Inoculum Potential of Macrophomina phaseolina. G. E. Short, Former Postdoctoral Fellow, Department of Plant Pathology, University of Missouri-Columbia, Columbia, MO 65201; T. D. Wyllie, Professor, Department of Plant Pathology, University of Missouri-Columbia, Columbia, MO 65201. Phytopathology 68:742-746. Accepted for publication 14 October 1977. Copyright 1978 The American Phytopathological Society, 3340 Pilot Knob Road, St. Paul, MN 55121. All rights reserved.. DOI: 10.1094/Phyto-68-742.

Sodium hypochlorite was used to dissolve the melanin-like cementing agent that engulfs sclerotial cells of Macrophomina phaseolina.

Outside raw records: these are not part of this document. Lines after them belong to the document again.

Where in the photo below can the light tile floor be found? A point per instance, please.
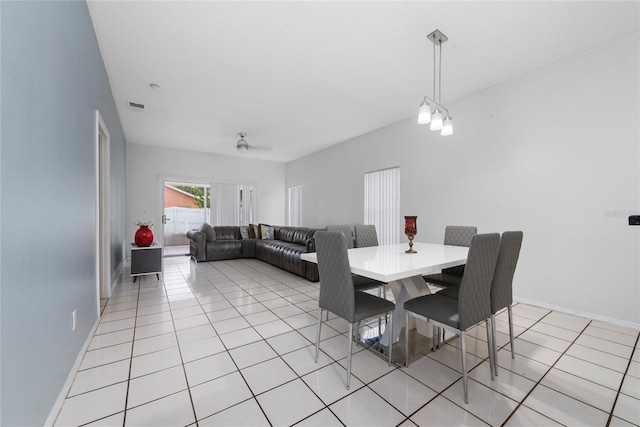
(230, 343)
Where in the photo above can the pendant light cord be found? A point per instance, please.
(434, 72)
(439, 75)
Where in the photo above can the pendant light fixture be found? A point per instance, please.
(425, 115)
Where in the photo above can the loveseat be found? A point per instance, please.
(277, 245)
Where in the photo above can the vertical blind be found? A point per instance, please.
(382, 203)
(235, 204)
(294, 207)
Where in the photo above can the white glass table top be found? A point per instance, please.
(390, 262)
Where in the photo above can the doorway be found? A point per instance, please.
(103, 209)
(187, 205)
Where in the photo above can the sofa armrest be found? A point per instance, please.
(311, 245)
(195, 234)
(197, 241)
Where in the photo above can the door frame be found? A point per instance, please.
(103, 209)
(164, 179)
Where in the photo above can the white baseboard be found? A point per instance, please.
(57, 407)
(586, 315)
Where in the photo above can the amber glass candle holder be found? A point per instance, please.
(410, 229)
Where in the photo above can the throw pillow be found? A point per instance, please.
(209, 232)
(254, 231)
(266, 231)
(244, 232)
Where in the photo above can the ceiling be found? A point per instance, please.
(301, 76)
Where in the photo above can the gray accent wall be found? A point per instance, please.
(53, 81)
(554, 153)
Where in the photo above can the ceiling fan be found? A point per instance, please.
(243, 145)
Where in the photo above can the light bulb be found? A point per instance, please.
(447, 127)
(424, 113)
(436, 120)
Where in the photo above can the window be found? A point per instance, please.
(382, 203)
(233, 204)
(294, 206)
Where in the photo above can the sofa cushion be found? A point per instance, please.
(227, 232)
(254, 231)
(209, 232)
(266, 231)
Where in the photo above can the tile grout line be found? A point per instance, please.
(624, 376)
(554, 364)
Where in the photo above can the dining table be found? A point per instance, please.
(402, 272)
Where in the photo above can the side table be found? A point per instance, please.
(146, 260)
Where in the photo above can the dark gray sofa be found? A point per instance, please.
(283, 251)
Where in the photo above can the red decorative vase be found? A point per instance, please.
(144, 236)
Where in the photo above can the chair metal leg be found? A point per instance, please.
(435, 337)
(406, 338)
(491, 345)
(350, 351)
(463, 351)
(318, 337)
(495, 344)
(513, 356)
(390, 341)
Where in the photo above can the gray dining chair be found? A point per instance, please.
(472, 306)
(501, 285)
(366, 235)
(454, 235)
(337, 293)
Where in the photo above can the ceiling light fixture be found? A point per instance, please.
(425, 115)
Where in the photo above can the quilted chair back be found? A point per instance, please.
(474, 298)
(458, 235)
(336, 285)
(502, 285)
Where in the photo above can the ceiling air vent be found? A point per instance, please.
(135, 106)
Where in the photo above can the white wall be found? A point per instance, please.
(553, 153)
(146, 165)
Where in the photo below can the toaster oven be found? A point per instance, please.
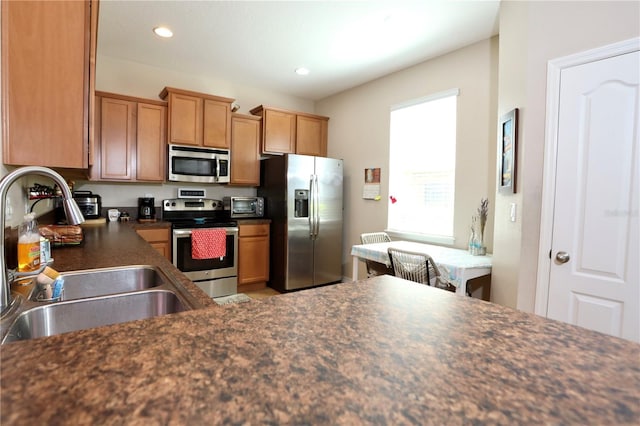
(244, 207)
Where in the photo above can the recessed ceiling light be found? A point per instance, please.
(163, 32)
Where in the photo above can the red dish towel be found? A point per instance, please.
(208, 243)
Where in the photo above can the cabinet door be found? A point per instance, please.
(158, 239)
(279, 132)
(151, 142)
(117, 139)
(253, 254)
(311, 136)
(46, 62)
(185, 119)
(217, 124)
(245, 151)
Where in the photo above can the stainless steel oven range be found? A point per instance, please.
(218, 276)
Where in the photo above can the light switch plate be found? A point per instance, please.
(512, 212)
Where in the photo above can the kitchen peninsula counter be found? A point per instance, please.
(379, 351)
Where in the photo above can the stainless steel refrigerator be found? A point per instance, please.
(303, 199)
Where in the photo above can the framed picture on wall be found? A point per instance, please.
(508, 134)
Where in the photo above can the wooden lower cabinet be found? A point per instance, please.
(253, 256)
(159, 239)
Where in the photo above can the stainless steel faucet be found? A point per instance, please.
(73, 213)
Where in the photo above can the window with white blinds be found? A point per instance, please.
(422, 166)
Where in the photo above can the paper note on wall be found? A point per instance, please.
(371, 189)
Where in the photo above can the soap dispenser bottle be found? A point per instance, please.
(28, 244)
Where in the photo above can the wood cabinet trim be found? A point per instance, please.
(261, 108)
(131, 98)
(165, 93)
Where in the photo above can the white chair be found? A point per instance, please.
(418, 267)
(376, 268)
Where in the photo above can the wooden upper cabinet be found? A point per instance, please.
(245, 150)
(130, 139)
(185, 119)
(311, 135)
(278, 130)
(151, 142)
(286, 131)
(217, 124)
(198, 119)
(117, 138)
(48, 60)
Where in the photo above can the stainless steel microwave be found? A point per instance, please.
(198, 164)
(240, 207)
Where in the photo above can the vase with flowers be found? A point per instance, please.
(478, 223)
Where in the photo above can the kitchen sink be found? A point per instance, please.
(74, 315)
(94, 298)
(100, 282)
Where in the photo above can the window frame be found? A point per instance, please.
(401, 234)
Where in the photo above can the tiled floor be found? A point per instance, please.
(262, 294)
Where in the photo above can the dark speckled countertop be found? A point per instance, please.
(380, 351)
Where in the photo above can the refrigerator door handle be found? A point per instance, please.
(312, 216)
(316, 208)
(314, 219)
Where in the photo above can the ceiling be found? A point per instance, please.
(260, 43)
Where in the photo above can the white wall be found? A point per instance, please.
(531, 34)
(359, 133)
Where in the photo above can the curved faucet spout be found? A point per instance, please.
(71, 209)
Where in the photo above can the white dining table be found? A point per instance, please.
(458, 265)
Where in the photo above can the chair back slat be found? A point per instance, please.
(375, 268)
(374, 237)
(418, 267)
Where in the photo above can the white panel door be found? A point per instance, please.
(595, 261)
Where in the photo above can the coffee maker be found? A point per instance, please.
(146, 208)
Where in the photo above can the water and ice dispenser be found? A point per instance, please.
(301, 203)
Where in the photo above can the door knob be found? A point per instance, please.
(562, 257)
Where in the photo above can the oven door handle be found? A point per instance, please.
(185, 232)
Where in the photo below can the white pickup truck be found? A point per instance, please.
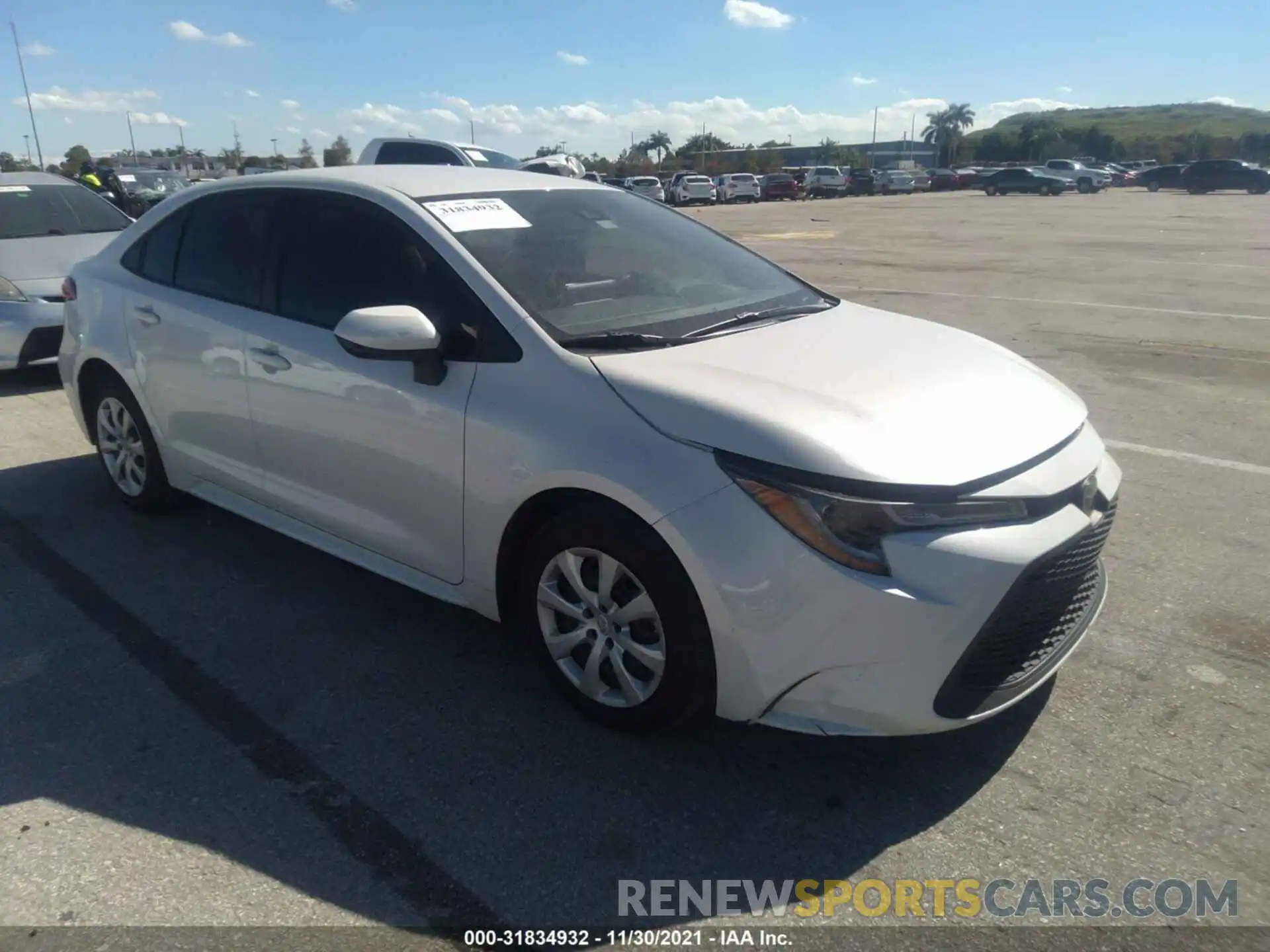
(1086, 179)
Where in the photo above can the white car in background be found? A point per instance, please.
(691, 481)
(737, 187)
(647, 186)
(1083, 178)
(48, 223)
(433, 151)
(693, 188)
(825, 182)
(896, 183)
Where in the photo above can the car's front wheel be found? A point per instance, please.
(615, 621)
(127, 450)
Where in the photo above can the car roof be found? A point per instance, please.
(435, 143)
(413, 180)
(34, 178)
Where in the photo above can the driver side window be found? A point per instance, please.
(338, 253)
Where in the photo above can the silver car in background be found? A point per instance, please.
(647, 186)
(48, 223)
(896, 183)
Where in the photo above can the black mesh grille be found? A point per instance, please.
(1043, 614)
(41, 343)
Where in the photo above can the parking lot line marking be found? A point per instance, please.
(366, 834)
(845, 288)
(1191, 457)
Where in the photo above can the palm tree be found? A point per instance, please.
(661, 143)
(937, 131)
(960, 117)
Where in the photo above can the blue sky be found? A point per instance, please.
(531, 73)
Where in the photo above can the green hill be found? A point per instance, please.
(1174, 132)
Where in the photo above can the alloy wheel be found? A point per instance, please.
(601, 627)
(122, 450)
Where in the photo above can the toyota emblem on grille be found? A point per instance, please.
(1089, 492)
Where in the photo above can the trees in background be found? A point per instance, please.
(338, 153)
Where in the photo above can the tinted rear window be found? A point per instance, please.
(415, 154)
(34, 211)
(222, 248)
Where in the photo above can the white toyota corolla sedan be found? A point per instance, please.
(690, 479)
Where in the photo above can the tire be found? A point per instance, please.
(127, 450)
(622, 690)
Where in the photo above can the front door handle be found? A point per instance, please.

Then sclerotia were 'squashed' to enable enumeration of cells of the propagules. The number of cells per sclerotium was directly related to size of sclerotia; and sclerotium size appeared to depend on the available nutrients of the substrate on which the propagules were produced. Large sclerotia produced considerably more germ tubes than did small sclerotia when germinated on culture media. Sclerotia of M. phaseolina were sensitive to soil fungistasis; but in the spermosphere of soybean, sclerotia germinated within 2-3 mm of the seed surface and produced one to seven germ tubes per germinated sclerotium.

Additional keywords: charcoal rot, decolorized sclerotia.